The professional trainer admitted one of the hardest things about body building is diet.
“I don’t step on a scale leading up to competitions,” Curry admitted, estimating his weight is presently around 230 pounds.
“I take a picture of my body about twice a week and send it to my nutritionist and he sends back an eating plan. He can tell from the picture where I need work on my diet.”
Curry said he eats seven meals a day, all carefully planned ahead of time in case he needs to take it with him on the road to avoid “cheating” when it comes to his diet. The last meal, Curry added, is taken just before bed.

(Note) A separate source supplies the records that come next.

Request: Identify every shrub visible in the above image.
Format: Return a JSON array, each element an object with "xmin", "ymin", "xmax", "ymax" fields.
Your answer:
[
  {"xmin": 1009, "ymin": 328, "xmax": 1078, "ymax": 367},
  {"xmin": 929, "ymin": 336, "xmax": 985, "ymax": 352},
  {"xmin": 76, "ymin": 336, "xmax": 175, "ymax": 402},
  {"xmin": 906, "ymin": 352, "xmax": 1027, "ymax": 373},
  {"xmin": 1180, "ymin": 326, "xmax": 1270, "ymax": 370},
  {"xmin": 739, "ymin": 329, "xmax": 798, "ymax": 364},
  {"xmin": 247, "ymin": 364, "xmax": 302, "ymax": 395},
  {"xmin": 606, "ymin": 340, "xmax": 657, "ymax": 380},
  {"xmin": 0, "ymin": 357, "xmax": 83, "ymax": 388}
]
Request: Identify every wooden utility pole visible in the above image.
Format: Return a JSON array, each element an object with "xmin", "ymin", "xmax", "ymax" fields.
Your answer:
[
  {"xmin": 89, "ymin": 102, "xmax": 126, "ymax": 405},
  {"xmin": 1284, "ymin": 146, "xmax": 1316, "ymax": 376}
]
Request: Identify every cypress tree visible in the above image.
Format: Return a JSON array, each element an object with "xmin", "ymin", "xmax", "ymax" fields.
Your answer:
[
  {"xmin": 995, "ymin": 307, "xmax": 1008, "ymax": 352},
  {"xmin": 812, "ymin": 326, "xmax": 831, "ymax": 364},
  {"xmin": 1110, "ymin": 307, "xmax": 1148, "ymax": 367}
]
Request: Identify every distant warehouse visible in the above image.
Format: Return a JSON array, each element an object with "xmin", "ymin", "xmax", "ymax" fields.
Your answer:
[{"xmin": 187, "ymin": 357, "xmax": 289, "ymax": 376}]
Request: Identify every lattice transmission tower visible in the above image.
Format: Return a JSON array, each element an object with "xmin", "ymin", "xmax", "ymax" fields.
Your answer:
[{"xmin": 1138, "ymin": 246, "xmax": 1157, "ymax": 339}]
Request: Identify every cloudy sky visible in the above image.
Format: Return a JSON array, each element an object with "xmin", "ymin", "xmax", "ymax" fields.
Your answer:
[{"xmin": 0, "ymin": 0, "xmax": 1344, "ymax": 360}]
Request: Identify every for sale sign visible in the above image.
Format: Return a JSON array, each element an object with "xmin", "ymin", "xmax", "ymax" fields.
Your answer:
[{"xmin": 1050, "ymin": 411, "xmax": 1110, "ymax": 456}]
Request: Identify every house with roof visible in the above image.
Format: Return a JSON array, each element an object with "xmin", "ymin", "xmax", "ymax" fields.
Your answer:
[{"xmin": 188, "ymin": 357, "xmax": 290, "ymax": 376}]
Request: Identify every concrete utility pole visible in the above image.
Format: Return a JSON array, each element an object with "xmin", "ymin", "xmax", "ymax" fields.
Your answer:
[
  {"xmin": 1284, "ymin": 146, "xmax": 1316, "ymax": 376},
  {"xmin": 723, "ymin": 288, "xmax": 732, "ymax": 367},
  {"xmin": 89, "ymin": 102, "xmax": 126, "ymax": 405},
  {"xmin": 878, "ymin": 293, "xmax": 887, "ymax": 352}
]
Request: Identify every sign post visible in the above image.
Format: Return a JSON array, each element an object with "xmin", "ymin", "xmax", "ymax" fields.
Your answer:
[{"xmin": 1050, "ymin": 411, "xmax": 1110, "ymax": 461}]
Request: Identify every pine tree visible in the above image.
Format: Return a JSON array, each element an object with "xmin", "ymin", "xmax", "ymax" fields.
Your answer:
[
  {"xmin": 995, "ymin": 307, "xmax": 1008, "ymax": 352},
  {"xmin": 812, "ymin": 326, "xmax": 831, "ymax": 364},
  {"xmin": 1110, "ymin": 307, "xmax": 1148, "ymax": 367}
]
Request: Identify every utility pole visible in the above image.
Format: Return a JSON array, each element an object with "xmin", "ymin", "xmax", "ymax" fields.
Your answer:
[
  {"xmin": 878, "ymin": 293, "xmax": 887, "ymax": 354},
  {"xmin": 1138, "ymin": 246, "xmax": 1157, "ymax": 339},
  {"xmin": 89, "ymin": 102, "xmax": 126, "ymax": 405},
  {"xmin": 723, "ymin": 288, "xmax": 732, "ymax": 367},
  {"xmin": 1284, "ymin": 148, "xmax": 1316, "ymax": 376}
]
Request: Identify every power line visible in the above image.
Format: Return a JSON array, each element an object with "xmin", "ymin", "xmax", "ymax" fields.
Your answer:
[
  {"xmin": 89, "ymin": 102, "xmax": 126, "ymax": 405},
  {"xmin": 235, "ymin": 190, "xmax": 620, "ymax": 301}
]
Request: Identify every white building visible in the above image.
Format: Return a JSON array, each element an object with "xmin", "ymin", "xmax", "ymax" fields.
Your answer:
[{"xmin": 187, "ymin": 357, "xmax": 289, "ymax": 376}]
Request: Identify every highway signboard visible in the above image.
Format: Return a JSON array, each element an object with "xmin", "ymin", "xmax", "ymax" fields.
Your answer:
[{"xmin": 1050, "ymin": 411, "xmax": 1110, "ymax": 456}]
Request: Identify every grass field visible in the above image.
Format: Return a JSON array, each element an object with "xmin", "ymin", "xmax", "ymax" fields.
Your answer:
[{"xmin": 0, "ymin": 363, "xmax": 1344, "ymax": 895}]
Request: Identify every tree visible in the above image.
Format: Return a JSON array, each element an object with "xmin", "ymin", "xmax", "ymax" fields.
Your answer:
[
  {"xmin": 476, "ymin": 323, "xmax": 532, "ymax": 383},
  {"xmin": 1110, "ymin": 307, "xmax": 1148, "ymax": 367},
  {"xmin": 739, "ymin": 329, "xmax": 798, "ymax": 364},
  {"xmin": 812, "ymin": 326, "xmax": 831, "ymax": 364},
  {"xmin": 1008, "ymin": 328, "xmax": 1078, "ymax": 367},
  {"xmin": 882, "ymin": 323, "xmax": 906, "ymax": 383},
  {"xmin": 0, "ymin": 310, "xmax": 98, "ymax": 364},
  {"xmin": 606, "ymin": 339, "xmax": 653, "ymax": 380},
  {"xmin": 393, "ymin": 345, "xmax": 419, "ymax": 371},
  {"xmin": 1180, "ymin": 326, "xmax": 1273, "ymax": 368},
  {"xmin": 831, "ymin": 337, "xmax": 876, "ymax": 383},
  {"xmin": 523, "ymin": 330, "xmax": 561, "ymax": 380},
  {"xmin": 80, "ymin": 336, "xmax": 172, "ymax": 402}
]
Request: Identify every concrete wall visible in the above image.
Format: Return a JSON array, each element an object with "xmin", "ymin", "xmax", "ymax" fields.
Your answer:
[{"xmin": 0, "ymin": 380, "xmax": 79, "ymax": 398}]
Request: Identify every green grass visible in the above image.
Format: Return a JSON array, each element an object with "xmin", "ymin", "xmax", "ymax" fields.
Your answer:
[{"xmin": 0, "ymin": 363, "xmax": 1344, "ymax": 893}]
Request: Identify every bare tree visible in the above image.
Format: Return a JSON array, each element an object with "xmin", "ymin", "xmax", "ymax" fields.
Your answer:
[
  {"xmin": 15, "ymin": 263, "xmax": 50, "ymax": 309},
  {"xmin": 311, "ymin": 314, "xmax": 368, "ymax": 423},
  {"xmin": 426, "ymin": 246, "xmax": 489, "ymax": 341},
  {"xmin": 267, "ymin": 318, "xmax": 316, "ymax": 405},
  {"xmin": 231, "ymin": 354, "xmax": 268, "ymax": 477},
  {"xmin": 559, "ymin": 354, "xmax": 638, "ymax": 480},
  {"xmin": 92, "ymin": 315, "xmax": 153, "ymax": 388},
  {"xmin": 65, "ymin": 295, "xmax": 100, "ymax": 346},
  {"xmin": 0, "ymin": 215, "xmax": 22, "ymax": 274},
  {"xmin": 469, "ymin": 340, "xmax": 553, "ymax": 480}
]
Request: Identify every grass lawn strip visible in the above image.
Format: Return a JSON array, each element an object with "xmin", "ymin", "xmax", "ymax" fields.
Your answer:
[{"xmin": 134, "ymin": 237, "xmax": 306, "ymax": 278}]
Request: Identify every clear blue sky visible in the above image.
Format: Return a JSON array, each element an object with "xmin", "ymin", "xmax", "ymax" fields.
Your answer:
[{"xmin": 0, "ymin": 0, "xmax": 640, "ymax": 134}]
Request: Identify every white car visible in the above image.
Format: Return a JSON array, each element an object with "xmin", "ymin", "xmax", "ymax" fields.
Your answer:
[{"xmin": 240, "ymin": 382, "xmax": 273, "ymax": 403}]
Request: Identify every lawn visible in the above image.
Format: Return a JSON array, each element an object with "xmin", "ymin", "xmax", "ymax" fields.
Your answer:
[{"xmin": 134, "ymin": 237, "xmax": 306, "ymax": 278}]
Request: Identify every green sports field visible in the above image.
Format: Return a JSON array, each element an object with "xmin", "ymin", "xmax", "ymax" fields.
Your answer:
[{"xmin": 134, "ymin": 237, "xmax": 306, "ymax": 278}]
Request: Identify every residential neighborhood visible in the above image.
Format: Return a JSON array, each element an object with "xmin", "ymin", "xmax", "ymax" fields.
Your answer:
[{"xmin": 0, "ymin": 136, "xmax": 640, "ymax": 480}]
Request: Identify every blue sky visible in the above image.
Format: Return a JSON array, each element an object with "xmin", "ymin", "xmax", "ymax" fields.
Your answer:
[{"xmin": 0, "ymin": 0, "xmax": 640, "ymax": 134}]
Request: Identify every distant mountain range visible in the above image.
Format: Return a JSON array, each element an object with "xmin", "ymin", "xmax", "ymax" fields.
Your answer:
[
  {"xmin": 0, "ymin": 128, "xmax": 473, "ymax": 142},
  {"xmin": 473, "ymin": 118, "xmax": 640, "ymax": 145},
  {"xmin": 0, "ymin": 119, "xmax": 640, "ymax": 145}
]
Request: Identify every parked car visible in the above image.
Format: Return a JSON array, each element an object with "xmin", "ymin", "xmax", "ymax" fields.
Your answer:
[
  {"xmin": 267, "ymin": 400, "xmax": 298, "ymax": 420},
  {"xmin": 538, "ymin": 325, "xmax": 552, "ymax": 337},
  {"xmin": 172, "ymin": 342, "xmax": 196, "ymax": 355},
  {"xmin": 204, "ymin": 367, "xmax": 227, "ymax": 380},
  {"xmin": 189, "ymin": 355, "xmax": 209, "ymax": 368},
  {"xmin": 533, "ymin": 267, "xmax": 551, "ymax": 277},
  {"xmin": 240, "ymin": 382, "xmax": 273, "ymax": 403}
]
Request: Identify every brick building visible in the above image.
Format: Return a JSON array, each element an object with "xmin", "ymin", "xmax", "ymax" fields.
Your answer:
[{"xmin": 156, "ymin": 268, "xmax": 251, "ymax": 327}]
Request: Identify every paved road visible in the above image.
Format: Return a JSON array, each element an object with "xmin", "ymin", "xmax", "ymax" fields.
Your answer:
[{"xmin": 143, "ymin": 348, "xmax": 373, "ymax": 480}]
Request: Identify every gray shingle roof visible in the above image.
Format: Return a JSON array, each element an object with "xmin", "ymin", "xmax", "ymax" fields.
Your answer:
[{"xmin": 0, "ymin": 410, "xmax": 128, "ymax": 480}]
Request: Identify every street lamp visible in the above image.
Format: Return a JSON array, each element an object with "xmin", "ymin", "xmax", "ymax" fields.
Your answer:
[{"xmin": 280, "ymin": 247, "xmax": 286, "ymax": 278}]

“Eating is really one of the biggest challenges,” Curry declared, adding he will allow himself one “cheat meal” a week if he is not in the home stretch of training for an event. “I prefer fish because it thins out the skin.”
As for weight lifting itself, the MTSU graduate said many lifters use a flawed strategy when it comes to pumping iron.
“Work the weight, don’t let the weight work you,” Curry encouraged while noting some lifters try to lift to exhaustion every set. “You don’t want to reach failure too quickly because that limits your workout.”
What some lifters believe to be muscle exhaustion is actually their nervous system shutting down. When the nervous system shuts down, Curry noted, the workout becomes limited.
“Once the nervous system reaches a point it shuts down,” Curry said. “It’s there to protect your body.”
Curry said he normally limits his cardio workout to about 20 minutes since high-intensity cardio such as running and biking can eat into the energy needed for body building. Curry also pointed out those doing high-intensity cardio workouts are building muscle, but it is not the same muscle needed for competition.
“It charges the profile of muscle,” Curry said noting advanced running creates a longer muscle designed for running.
Curry added that bodies are different and what may work for one person may not help another. As such he said it is important to find a routine that is designed for you.
“There’s some folks who can do a few squats and their legs blow right up,” Curry said with a wry grin. “Then there’s others who can do squats all day and all it gives them is a big butt.”
Curry has been winning body building contests since 2003. He placed eighth in the Mr. Olympia contest in 2011. He became interested in body building when he was just 6 after he was given a set of Hulk Hogan dumbbells for his birthday.